Et pourtant c’était si beau. Si impressionnant, si fabuleux à regarder l’espace. Il ne s’en lassait jamais, même aujourd’hui après 25 ans passés à naviguer, 33 ans depuis sa première fois sur la lune. L’ivresse était toujours là. La même que l’on devait éprouver quand on était marin sans doute, ou caravanier, l’immensité, le mystère, la beauté épurée de l’esthétique, cruelle, redoutable, fascinante. Il y avait un dôme panoramique au-dessus de la tête du vaisseau, il pouvait voir les débris leur arriver dessus sur fond de naine rouge. Des paysages fabuleux et inatteignables, située à des années lumières du vaisseau mais qui en l’absence de toute référence de mesure semblait si proches. Evaluer les distances à l’œil était impossible dans le cosmos. Toute manœuvre, tout changement dans le plan de vol était entièrement retenu au bon fonctionnement de l’unité centrale qui commandait l’engin. Toute sa vie à vrai dire. C’est là qu’il se laissait endormir par la machine, devant le panoramique. Un sommeil artificiel commandé par l’ordinateur à l’aide d’une puce incérée sous sa peau. Sommeil physiologique qui ralentissait l’ensemble de ses fonctions ainsi que le vieillissement qui lui-même était déjà ralenti par le voyage. La partie consciente tenue en semi hypnose, le cerveau pulsant d’ondes alpha, il faisait des semis rêves où le cosmos défilait sans varier sous ses paupières. Où le monde redevenait comme avant, refermé sur lui-même, préoccupé de lui-même et par la force des choses, pour le pire ou le meilleur, l’un s’intéressait à l’autre.

Un étrange phénomène se développait sur terre depuis que certaines nations n’avaient plus à craindre pénurie d’énergie et de moyen, l’indifférence. Pas cette indifférence quotidienne, si courante dans les grandes villes, non comme une contagion de celle-ci à l’état d’esprit de plusieurs nations. Les autres ne comptaient simplement plus maintenant qu’on n’avait plus besoin d’eux. Des pays s’effondraient dans la passivité générale des grands états. Certains conflits qui duraient depuis deux siècles, comme celui de la Palestine et d’Israël dégénéraient au chaos absolu sans que qui que ce soit ne s’en émeuve, sans qu’aucun président américain ne promette le feu, qu’aucun débat n’ait lieu à l’ONU. Le nez vers les étoiles, les grands victorieux de la conquête spatiale n’avaient plus de fortunes à engloutir dans le surarmement de leurs dépendances énergétiques.
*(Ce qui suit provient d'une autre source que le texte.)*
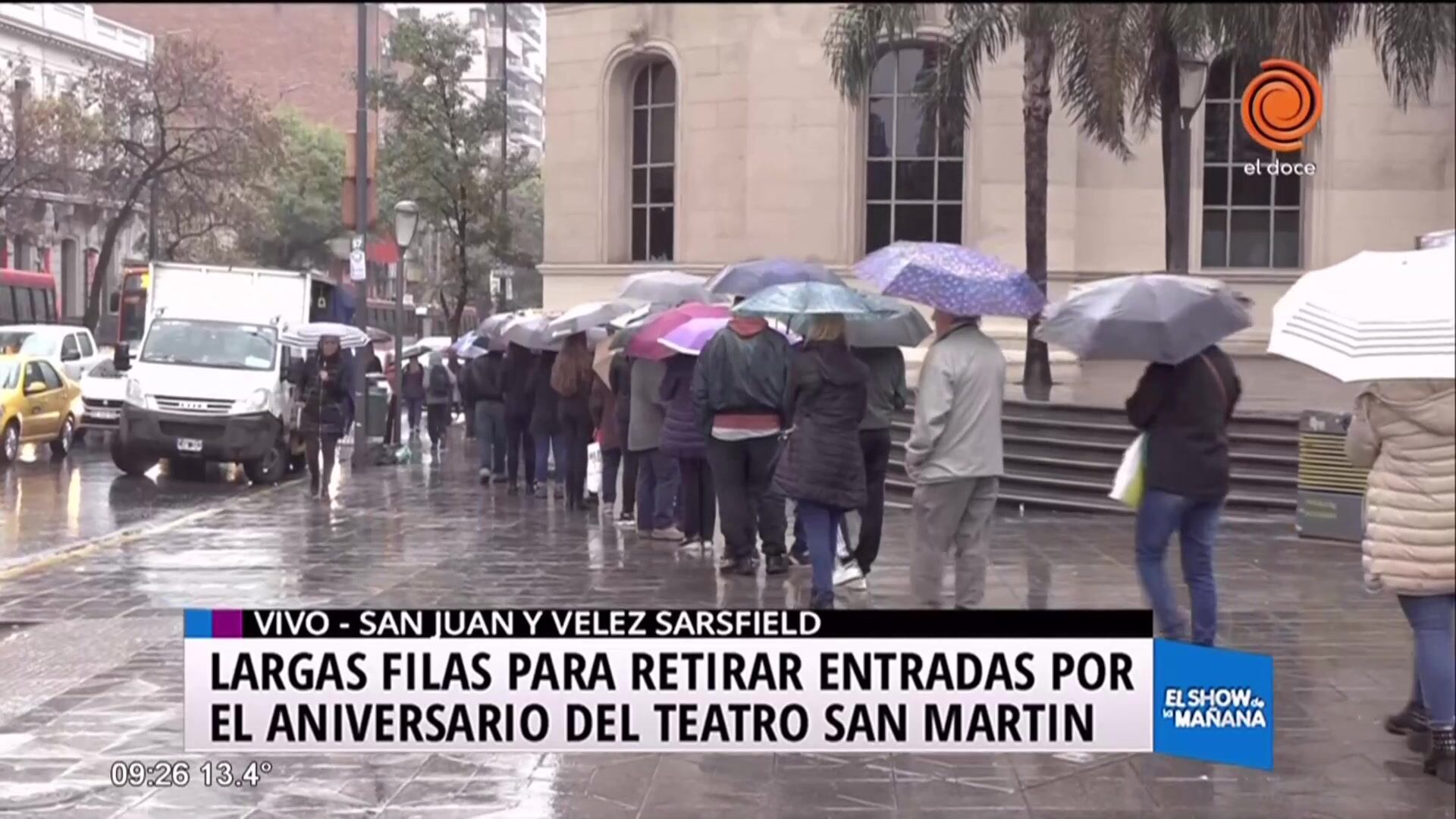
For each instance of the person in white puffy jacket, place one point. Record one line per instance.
(1405, 433)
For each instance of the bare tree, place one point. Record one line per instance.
(177, 121)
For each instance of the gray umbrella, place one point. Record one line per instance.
(1145, 318)
(905, 328)
(666, 287)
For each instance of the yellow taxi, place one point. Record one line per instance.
(36, 406)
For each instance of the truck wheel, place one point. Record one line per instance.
(270, 468)
(130, 463)
(61, 447)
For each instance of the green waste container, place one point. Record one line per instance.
(378, 419)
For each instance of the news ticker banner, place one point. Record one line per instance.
(718, 681)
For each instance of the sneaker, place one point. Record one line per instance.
(775, 564)
(851, 575)
(1413, 719)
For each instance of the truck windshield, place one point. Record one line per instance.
(28, 343)
(210, 344)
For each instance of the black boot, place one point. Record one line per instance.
(1413, 719)
(1440, 757)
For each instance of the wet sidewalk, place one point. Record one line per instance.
(91, 670)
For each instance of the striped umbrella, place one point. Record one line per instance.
(1376, 315)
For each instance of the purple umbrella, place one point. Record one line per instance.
(952, 279)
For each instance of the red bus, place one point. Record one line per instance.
(27, 297)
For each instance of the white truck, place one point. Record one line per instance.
(212, 379)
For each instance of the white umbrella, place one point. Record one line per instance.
(1376, 315)
(309, 335)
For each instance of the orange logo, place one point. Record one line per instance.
(1282, 105)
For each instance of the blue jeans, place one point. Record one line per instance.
(820, 528)
(548, 447)
(1435, 657)
(658, 483)
(1197, 526)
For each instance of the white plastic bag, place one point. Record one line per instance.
(595, 468)
(1128, 485)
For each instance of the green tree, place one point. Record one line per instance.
(1411, 42)
(177, 121)
(1094, 49)
(437, 152)
(296, 203)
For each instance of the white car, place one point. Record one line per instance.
(72, 349)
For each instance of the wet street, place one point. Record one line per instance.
(91, 656)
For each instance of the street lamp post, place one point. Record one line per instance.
(1191, 83)
(406, 218)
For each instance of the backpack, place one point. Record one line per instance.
(438, 381)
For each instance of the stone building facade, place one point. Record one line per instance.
(691, 136)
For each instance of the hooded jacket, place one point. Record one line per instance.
(1405, 433)
(1184, 410)
(821, 461)
(682, 436)
(743, 369)
(544, 398)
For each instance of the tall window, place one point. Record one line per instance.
(654, 120)
(1250, 221)
(913, 165)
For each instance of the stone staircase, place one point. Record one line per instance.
(1063, 457)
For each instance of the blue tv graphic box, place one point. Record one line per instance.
(1213, 704)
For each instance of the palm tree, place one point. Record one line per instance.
(1411, 42)
(1094, 47)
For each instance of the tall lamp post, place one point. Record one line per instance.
(1191, 82)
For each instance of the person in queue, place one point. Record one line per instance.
(823, 468)
(1404, 431)
(657, 471)
(620, 385)
(484, 390)
(1184, 413)
(520, 398)
(322, 385)
(739, 398)
(546, 428)
(683, 439)
(440, 391)
(604, 420)
(413, 390)
(887, 394)
(954, 457)
(571, 379)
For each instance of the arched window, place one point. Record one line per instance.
(913, 167)
(1250, 221)
(654, 123)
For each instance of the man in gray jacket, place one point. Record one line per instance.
(954, 457)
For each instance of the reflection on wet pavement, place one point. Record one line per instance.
(91, 661)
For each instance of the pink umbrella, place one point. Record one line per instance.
(645, 344)
(692, 335)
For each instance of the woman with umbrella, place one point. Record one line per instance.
(571, 378)
(821, 466)
(322, 382)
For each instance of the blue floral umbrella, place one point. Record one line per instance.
(811, 297)
(746, 279)
(952, 279)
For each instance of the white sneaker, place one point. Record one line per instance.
(851, 575)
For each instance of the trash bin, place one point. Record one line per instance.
(1331, 490)
(378, 398)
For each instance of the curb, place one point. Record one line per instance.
(17, 567)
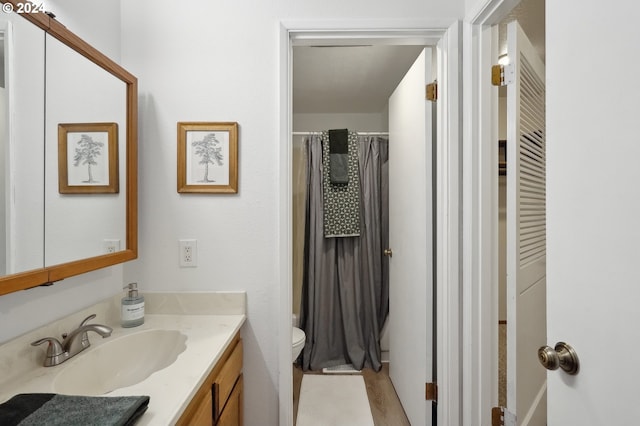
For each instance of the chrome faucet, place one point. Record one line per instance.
(73, 343)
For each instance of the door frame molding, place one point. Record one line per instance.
(447, 39)
(480, 215)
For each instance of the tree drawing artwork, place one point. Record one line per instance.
(86, 153)
(210, 152)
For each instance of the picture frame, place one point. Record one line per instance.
(88, 158)
(208, 157)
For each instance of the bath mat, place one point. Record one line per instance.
(333, 401)
(341, 369)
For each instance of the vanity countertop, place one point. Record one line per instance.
(207, 321)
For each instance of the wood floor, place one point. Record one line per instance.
(385, 406)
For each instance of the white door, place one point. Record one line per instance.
(410, 238)
(526, 231)
(593, 212)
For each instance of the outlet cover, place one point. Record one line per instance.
(188, 253)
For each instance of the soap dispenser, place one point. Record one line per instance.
(132, 307)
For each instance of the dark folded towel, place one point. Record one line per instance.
(53, 409)
(339, 156)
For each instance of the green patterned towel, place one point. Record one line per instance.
(341, 202)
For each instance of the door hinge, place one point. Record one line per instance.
(501, 75)
(500, 416)
(432, 91)
(431, 392)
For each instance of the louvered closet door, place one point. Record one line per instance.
(526, 232)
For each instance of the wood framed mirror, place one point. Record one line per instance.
(82, 231)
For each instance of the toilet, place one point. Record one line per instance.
(297, 338)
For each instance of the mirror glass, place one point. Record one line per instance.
(85, 118)
(68, 155)
(22, 153)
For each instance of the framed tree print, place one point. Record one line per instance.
(208, 157)
(88, 158)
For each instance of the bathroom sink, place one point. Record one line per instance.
(120, 362)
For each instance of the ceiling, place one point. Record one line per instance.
(360, 79)
(348, 79)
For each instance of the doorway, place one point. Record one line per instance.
(447, 41)
(521, 217)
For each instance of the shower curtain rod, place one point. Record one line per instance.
(360, 133)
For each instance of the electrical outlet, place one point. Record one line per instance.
(188, 253)
(111, 246)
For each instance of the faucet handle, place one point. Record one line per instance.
(55, 352)
(87, 319)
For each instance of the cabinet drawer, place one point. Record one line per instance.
(232, 412)
(226, 379)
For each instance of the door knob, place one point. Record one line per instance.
(562, 356)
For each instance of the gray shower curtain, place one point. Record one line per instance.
(345, 290)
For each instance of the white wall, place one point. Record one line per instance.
(216, 61)
(96, 21)
(356, 122)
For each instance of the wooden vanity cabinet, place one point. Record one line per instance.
(219, 400)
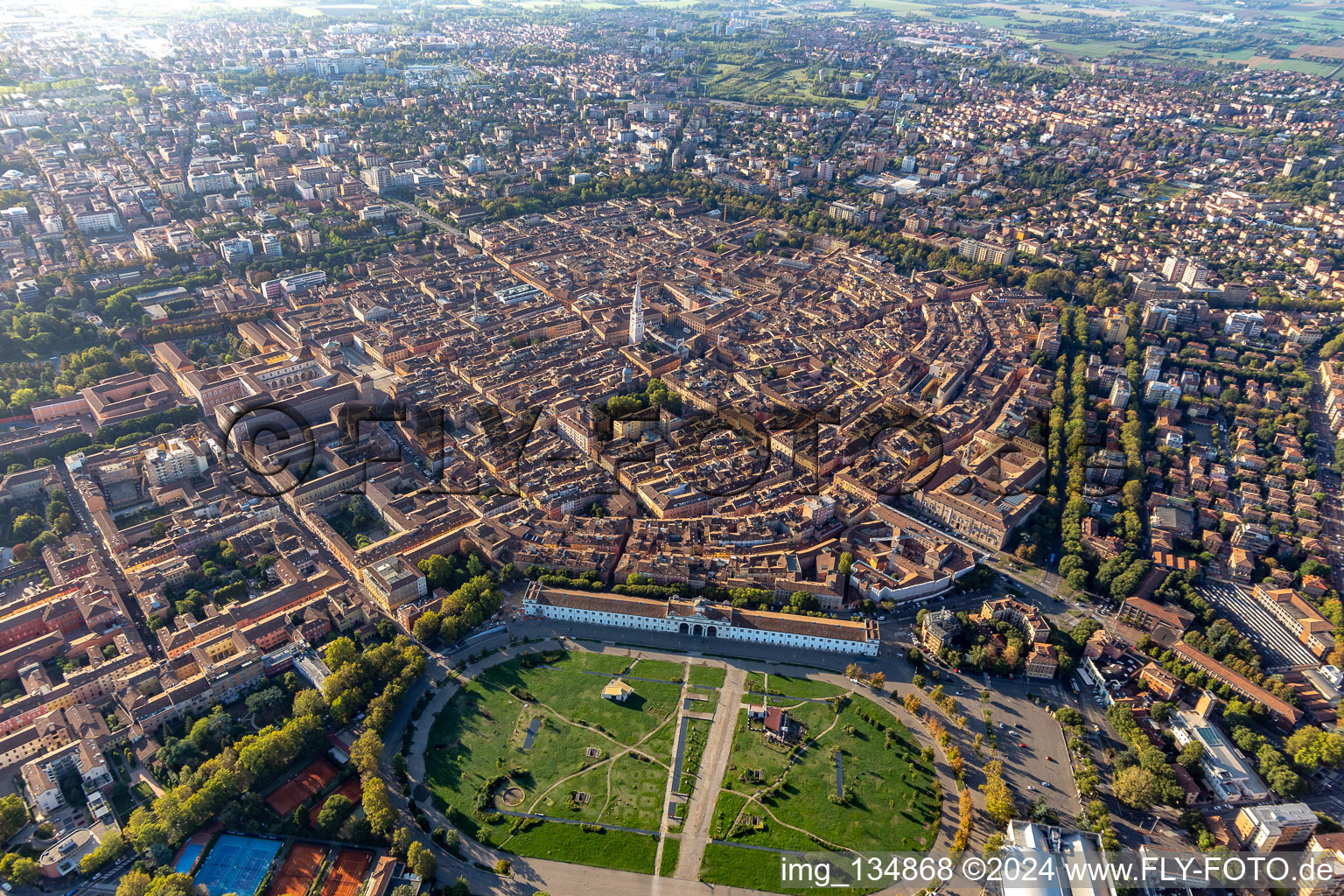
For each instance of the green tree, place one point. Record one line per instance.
(333, 815)
(1136, 788)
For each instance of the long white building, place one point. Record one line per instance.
(704, 620)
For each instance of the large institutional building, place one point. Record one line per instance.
(704, 620)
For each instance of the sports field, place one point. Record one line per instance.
(298, 872)
(347, 873)
(351, 788)
(237, 864)
(310, 780)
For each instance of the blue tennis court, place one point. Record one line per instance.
(190, 853)
(237, 864)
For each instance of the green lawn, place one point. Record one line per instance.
(696, 735)
(480, 737)
(660, 669)
(707, 676)
(790, 687)
(571, 844)
(750, 868)
(892, 801)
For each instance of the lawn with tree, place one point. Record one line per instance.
(616, 752)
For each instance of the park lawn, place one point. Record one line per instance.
(750, 748)
(897, 802)
(588, 662)
(484, 724)
(617, 850)
(671, 852)
(790, 687)
(724, 813)
(636, 795)
(659, 669)
(659, 745)
(578, 696)
(706, 699)
(480, 725)
(707, 676)
(752, 870)
(556, 803)
(696, 737)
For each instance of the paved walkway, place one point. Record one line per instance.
(674, 780)
(714, 763)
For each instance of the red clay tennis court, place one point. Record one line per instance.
(351, 790)
(347, 873)
(298, 872)
(310, 780)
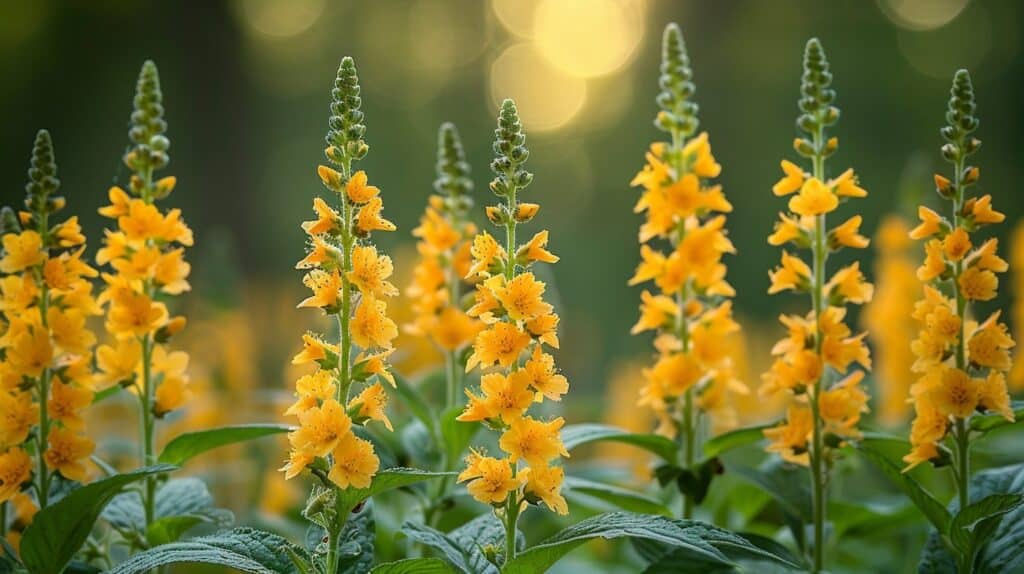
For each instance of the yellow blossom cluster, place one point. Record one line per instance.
(962, 363)
(46, 378)
(444, 240)
(519, 323)
(889, 319)
(348, 280)
(814, 362)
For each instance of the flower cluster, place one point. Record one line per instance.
(348, 279)
(820, 344)
(962, 363)
(690, 312)
(519, 324)
(888, 318)
(444, 240)
(46, 378)
(145, 257)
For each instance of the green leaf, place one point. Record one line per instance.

Et cette réalité intervenait sur leur peuple comme un grand soupir de soulagement jamais exprimé et qui enfin se libérait. Pourquoi encore se préoccuper de la famine des uns, des désastres sempiternels des autres, de la démocratie et de la civilisation chez les voisins quand d’une part il n’y avait plus de raison concrète de s’y intéresser et d’autre part l’avenir venait d’un ailleurs dont tous auraient pendant longtemps le seul usufruit ? Cette indifférence globale rejoignait à merveille celle qui s’exprimait déjà au quotidien, et tandis que les grandes nations ressemblaient de plus en plus à des forteresses imprenables, toutes les autres, toutes celles qui ne récoltaient pas leur miette sombraient. A la merci des armées de mercenaires que puissances et compagnies voulaient bien expédier. Il avait quitté la terre il y avait 8 ans déjà, il ne lui restait plus qu’une seule petite année de voyage mais il redoutait son retour, autant qu’il en rêvait.